Have you ever thought about the Christian faith in terms like that? In terms of an epic story, a multigenerational legend like that? The story of your faith family is in fact very much like that. Furthermore, judging by the comments coming from the apostles - especially in the Book of Acts - the story of our faith family arguably should be seen like that, like a multigenerational legend. This legend is true in every detail and, as yet, unfinished. The story still goes on.

As the apostles explained the meaning of Jesus’ life, death, and resurrection to the people of their day, they frequently referred back to all that had led up to these momentous events. The history they recounted was, as we might say today, a prequel or a series of prequels. All of Old Testament history culminated in Jesus’ ministry and in what Jesus accomplished for us. Those events point in one direction - toward faith in the Promised One, in Messiah, the Savior to come. The prophets spoke in ways sometimes subtle and often bold. Their message was a prequel to the message so familiar to us today:

We will be saved through the grace of the Lord Jesus (Acts 15:11 ESV).

Behind those 11 words stands God’s unshakable love for you. Behind those 11 words stands all of biblical history from beginning to end:

  • God’s creation of the universe - as a home for us, members of his family
  • God’s promise to send Messiah, the Savior, after his first people, Adam and Eve, rebelled
  • God’s adoption of Abraham - as the father of the faithful and of the one unique Descendant (or Offspring - Galatians 3:16) through whom God would keep his promise of salvation
  • God’s call and continuing care in the lives of Abraham’s descendants down through the centuries. These people were prophets, priests, and kings, people like Moses, Ruth, Samuel, David, Elijah, Ezra, and so many, many others.
  • God’s sending his own Son, Jesus, on the first Christmas to be the ultimate Prophet, Priest, and King - our Savior from sin
  • Jesus’ sinless life, agonizing death, and glorious resurrection on our behalf

Peter summed this all up in his Acts 3 sermon:

All the prophets who have spoken, from Samuel and those who came after him, also proclaimed these days. You are the sons of the prophets and of the covenant that God made with your fathers, saying to Abraham, “And in your offspring shall all the families of the earth be blessed” (Acts 3:24–25 ESV).

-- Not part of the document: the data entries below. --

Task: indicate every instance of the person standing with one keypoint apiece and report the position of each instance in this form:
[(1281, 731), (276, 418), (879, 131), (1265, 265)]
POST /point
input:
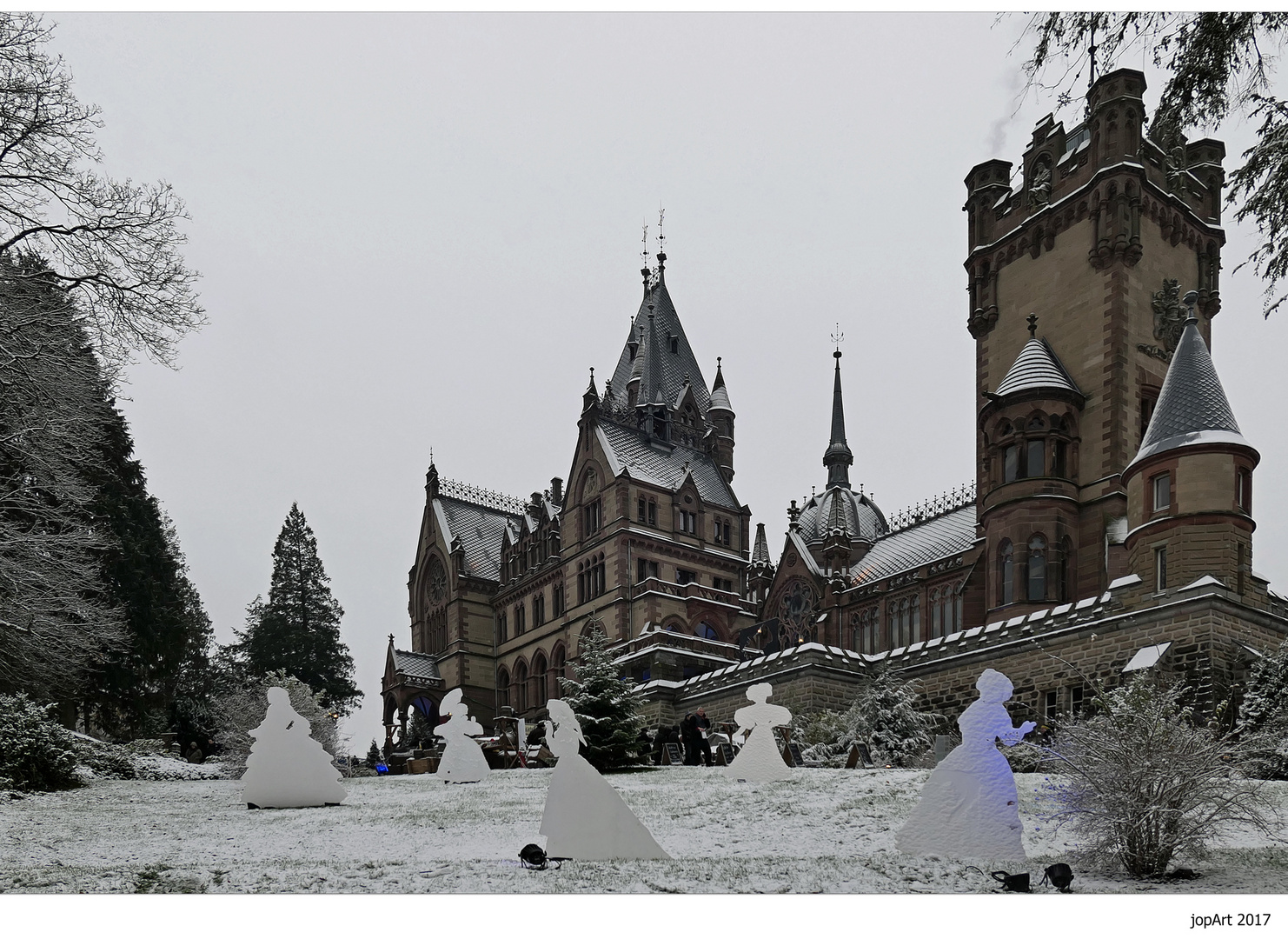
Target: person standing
[(703, 727)]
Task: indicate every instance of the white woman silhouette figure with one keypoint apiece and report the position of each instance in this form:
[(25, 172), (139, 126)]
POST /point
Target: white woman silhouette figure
[(585, 818), (462, 759), (286, 768), (759, 759), (969, 807)]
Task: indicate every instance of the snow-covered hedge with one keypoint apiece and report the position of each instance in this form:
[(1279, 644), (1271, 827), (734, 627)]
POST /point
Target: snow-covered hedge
[(37, 754)]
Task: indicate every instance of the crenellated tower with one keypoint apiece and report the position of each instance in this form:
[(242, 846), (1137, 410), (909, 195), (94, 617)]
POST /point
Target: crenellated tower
[(1099, 237)]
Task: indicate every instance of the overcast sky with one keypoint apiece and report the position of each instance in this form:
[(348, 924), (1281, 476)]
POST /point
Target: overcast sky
[(422, 230)]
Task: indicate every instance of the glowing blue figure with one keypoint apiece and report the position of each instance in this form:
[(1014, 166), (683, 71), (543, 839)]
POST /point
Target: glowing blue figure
[(969, 807)]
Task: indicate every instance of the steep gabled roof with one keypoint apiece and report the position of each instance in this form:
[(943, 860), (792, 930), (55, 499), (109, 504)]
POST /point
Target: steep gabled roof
[(1036, 367), (1192, 404), (665, 465), (940, 537)]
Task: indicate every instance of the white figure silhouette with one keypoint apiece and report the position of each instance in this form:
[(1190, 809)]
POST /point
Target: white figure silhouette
[(286, 768), (759, 759), (462, 759), (585, 818), (969, 807)]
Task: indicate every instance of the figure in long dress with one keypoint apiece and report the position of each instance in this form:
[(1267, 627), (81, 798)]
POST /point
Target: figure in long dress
[(462, 757), (759, 759), (585, 818), (286, 768), (969, 807)]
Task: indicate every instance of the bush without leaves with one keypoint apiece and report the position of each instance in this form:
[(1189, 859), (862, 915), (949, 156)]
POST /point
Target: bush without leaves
[(1141, 783), (243, 710), (37, 754)]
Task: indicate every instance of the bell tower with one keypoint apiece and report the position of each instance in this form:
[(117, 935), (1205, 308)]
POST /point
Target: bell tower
[(1074, 270)]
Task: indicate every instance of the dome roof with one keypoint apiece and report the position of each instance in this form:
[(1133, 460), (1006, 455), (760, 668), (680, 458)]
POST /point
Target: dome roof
[(863, 519)]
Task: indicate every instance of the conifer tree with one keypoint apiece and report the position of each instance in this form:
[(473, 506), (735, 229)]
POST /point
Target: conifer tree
[(606, 706), (298, 629)]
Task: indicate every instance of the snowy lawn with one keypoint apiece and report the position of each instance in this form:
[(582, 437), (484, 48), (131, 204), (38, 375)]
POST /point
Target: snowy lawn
[(826, 829)]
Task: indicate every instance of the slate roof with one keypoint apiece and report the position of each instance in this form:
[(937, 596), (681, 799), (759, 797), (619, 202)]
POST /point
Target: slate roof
[(661, 371), (417, 665), (1192, 404), (863, 519), (1036, 367), (665, 464), (481, 531), (940, 537)]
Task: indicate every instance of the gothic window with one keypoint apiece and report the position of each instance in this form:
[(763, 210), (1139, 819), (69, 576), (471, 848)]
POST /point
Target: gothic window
[(502, 688), (1006, 571), (537, 683), (1012, 464), (556, 671), (1037, 569), (1162, 489), (519, 687)]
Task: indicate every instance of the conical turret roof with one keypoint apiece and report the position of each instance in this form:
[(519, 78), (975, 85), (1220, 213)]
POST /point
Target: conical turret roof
[(661, 370), (1036, 367), (1192, 406)]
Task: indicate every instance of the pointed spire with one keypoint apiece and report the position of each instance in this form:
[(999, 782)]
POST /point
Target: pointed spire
[(719, 395), (838, 457), (760, 550), (1192, 404)]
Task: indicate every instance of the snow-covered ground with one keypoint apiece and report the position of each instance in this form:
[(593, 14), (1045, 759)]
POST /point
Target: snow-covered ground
[(825, 831)]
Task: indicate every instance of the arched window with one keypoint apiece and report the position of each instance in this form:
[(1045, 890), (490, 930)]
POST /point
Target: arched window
[(1037, 569), (539, 682), (502, 688), (1006, 571), (519, 688), (556, 671)]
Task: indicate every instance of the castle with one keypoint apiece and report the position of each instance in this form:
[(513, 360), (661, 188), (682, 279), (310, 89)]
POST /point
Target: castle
[(1108, 529)]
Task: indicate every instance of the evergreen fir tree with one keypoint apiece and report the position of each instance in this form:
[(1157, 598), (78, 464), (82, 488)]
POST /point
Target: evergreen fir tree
[(298, 629), (606, 706), (895, 728)]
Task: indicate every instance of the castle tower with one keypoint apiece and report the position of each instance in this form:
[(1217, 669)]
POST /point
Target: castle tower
[(1099, 238), (1189, 489)]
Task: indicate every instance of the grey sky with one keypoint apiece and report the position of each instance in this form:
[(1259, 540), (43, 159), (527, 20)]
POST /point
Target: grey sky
[(420, 230)]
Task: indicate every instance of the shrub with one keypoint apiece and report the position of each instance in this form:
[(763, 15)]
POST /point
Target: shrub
[(241, 711), (37, 754), (1143, 783)]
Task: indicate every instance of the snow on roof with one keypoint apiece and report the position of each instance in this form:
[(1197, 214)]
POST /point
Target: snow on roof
[(1146, 657)]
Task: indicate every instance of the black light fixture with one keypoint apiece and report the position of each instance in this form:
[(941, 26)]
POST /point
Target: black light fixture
[(1060, 877)]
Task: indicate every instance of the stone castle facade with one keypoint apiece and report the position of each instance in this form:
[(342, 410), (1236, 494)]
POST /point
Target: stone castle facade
[(1108, 529)]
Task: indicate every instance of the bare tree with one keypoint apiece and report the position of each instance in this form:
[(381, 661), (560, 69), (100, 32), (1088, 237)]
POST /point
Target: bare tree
[(1220, 64), (56, 621), (111, 245)]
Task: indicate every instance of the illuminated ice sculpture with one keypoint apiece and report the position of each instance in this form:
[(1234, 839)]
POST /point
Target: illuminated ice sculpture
[(585, 818), (969, 807), (286, 768), (462, 757), (759, 759)]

The prophets promised a Savior. The covenant of Abraham promised salvation, forgiveness, restoration, a living relationship with the living God. It is an epic saga! Prequels - in ancient history. Sequels - in church history. And through it all, the ongoing story of our faith family, the account of where we have come from and where we are going. Like Peter’s first-century audience, you and I are the “sons of the prophets,” heirs of the message they proclaimed. “This is love,” we too proclaim, as we point to the cross of Christ and to his empty tomb.

This story of our faith family is an uplifting story, a wonderful story. A temptation lurks here though. In our “me, me, me” generation, we may be inclined to see in this story just one more nudge toward self-centeredness, just one more invitation to conceit and selfishness.

That is, though, just the opposite of what our Lord intends. The path of self-centeredness leads in a direction that contrasts sharply with the direction our Savior would have us take in these days leading up to Easter. Instead of selfishness, we move toward community, faith community. We move toward love. Authentic love. We look toward our Savior’s cross and the sin he bore there for us and remind ourselves, “This is love!”